Smith Meadows farm is located in Virginia, in an area known as the Apple Capital of the world, lush with fruits and apple blossoms. Over the course of the book, the suburbs and farmers markets come in closer and city lights are not as distant as before. This change is also reflected in the way the farm works; in the efforts Mr. Pritchard has to make to find a butcher, a trade going extinct with the spread of large scale meat processing; and sometimes in the cluelessness of some city people about the way their food comes to the table. One of the really interesting aspects of the book is the authors’ experience with farmers’ markets: why markets in some shiny new suburbs (carved out from erstwhile farmland!) saw hardly any interest while some more urban spots actively sought out the grass fed beef and free range eggs (among other products) that the author offered, and thus opened the way to making the farm viable. Partly, the answer to that question lies in the value we put on our food, the understanding that cheap food has an invisible price attached that we do not pay at the checkout but in other ways: inadequate nutrition, poor health and environmental outcomes, and rising medical costs.

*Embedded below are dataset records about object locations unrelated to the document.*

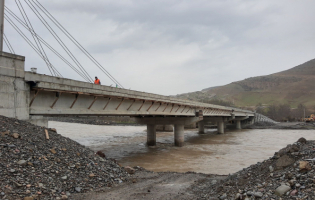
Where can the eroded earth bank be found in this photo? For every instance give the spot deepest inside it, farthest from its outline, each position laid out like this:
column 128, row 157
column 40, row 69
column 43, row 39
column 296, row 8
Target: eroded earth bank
column 36, row 165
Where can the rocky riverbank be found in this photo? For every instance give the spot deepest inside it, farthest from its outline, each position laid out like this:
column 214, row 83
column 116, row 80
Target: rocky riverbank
column 35, row 164
column 289, row 174
column 283, row 125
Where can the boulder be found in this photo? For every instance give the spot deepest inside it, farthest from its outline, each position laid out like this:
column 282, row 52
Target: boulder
column 284, row 161
column 281, row 190
column 305, row 166
column 130, row 170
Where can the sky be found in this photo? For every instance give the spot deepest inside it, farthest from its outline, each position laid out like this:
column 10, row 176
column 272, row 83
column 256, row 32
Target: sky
column 171, row 47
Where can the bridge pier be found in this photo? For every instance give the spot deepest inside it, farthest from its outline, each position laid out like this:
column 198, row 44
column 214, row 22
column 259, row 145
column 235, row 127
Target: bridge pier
column 179, row 135
column 221, row 127
column 164, row 128
column 238, row 124
column 191, row 126
column 151, row 134
column 178, row 122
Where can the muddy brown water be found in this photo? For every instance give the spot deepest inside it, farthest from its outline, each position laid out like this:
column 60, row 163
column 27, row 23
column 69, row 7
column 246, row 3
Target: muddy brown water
column 208, row 153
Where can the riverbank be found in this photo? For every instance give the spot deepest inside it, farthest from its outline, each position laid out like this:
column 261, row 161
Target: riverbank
column 38, row 163
column 289, row 174
column 34, row 167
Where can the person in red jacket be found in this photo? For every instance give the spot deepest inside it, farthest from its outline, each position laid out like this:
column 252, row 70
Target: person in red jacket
column 97, row 81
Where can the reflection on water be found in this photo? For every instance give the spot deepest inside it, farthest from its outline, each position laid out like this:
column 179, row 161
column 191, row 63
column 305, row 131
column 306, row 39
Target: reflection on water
column 209, row 153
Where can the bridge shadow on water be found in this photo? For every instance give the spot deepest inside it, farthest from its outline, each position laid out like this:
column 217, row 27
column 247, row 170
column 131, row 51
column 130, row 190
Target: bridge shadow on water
column 198, row 153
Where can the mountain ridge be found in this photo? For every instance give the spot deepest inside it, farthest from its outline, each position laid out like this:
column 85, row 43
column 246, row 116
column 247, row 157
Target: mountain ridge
column 292, row 86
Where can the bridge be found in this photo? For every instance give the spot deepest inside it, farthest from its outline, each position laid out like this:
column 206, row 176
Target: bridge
column 31, row 96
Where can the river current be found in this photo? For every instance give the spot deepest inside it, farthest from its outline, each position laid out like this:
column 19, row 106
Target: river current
column 209, row 153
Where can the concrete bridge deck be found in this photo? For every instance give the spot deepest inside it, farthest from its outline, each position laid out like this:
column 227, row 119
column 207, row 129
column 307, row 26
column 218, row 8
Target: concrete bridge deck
column 31, row 96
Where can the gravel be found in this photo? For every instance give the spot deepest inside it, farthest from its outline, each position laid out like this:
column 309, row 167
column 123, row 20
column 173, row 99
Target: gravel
column 33, row 167
column 289, row 174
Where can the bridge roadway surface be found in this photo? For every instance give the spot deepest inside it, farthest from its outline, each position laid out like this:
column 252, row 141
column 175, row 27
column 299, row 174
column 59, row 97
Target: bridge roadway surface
column 30, row 96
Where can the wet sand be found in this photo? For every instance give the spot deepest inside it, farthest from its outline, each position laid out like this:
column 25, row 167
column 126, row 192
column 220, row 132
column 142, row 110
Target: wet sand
column 209, row 153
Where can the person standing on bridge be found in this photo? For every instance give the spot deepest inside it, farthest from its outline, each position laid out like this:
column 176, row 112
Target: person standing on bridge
column 97, row 81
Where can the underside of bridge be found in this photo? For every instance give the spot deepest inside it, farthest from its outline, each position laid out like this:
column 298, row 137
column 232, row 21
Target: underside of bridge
column 30, row 96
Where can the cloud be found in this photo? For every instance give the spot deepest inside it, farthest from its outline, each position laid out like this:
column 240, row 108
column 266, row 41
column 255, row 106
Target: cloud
column 176, row 46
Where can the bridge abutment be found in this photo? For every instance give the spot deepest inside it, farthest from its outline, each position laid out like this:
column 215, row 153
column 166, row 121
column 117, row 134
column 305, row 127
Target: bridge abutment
column 14, row 92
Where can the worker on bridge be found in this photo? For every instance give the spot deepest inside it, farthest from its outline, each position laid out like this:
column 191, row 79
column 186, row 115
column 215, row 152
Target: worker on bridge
column 97, row 81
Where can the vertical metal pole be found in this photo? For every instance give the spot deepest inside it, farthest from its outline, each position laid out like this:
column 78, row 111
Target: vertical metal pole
column 1, row 23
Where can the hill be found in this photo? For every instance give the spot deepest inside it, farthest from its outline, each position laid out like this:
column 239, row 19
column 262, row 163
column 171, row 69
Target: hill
column 292, row 86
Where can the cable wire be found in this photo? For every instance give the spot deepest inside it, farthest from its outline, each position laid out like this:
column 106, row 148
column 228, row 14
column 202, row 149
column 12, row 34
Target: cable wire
column 40, row 17
column 8, row 43
column 39, row 46
column 25, row 37
column 47, row 13
column 45, row 43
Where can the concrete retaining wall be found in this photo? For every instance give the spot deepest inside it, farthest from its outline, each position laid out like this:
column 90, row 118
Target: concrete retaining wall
column 14, row 92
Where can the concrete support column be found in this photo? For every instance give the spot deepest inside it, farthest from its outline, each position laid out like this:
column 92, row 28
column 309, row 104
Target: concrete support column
column 221, row 127
column 238, row 124
column 201, row 127
column 191, row 126
column 39, row 121
column 151, row 135
column 179, row 135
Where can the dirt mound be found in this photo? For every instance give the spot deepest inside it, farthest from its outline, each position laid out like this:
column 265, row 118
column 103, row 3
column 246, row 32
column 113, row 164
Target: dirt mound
column 35, row 167
column 289, row 174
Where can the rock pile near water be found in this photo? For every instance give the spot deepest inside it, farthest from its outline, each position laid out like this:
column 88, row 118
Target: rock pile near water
column 289, row 174
column 34, row 167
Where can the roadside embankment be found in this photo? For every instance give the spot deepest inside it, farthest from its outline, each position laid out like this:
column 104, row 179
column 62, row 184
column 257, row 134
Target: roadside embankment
column 39, row 165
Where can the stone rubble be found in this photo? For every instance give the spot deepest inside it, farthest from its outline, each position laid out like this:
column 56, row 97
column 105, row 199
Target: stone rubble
column 33, row 167
column 289, row 174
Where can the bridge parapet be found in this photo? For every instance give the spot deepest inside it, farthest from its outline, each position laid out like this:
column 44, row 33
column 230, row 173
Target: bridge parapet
column 76, row 97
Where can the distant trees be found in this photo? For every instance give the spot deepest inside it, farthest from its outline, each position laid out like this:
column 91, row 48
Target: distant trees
column 283, row 112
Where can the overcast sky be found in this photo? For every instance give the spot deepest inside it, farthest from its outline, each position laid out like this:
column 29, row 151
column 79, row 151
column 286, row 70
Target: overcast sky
column 176, row 46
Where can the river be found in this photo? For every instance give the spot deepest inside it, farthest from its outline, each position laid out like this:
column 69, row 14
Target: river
column 209, row 153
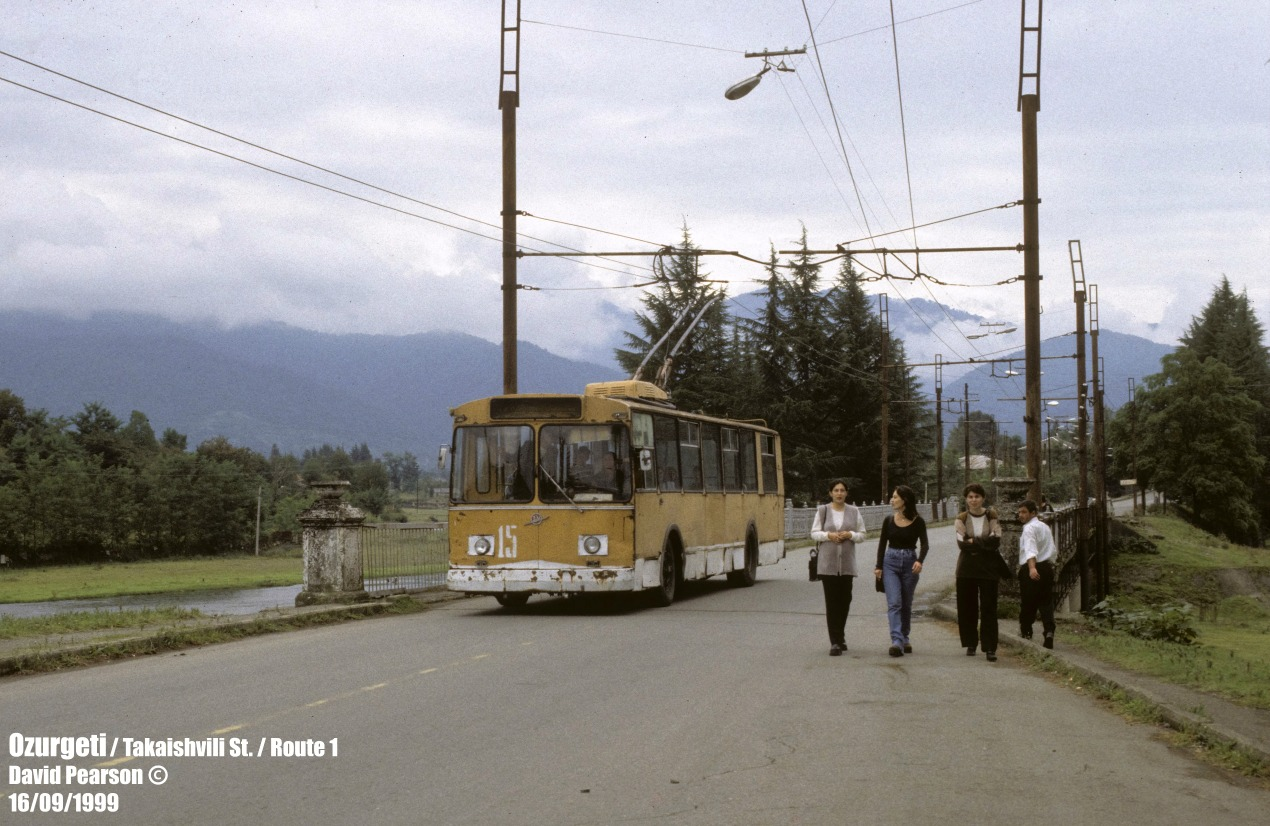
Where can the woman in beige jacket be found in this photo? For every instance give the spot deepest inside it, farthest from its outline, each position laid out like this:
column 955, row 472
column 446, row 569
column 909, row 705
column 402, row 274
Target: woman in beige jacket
column 836, row 530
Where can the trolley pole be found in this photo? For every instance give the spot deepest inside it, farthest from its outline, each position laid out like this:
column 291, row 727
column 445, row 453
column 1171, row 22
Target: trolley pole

As we read about the beginner farmer’s learning experiences raising hens, cows, pigs, sheep and cultivating pasture in an organic and sustainable way; we come to appreciate the effort and care that goes into raising our food. There are passages here that you might want to share with your kids: the goat who wandered off, the little pigs who wake up late, stretch lazily, and then go out to the specific area they have designated as their “bathroom”, and of course, the episode involving chicken poop, lots of it!
In the noisy debate over issues in the food system, we seldom hear first hand the voice of the farmer and this book brings us that experience. The choices for a farmer and the constraints faced by family farms become clear as does their tenacity and love for their way of life. While he may not (yet) have written the Great American Novel that he describes himself as planning, he has given us an account of his attempt to grow food in a sustainable , thoughtful way that kept me absorbed throughout.
“Gaining Ground” from Lyons Press comes to bookstores May 21st.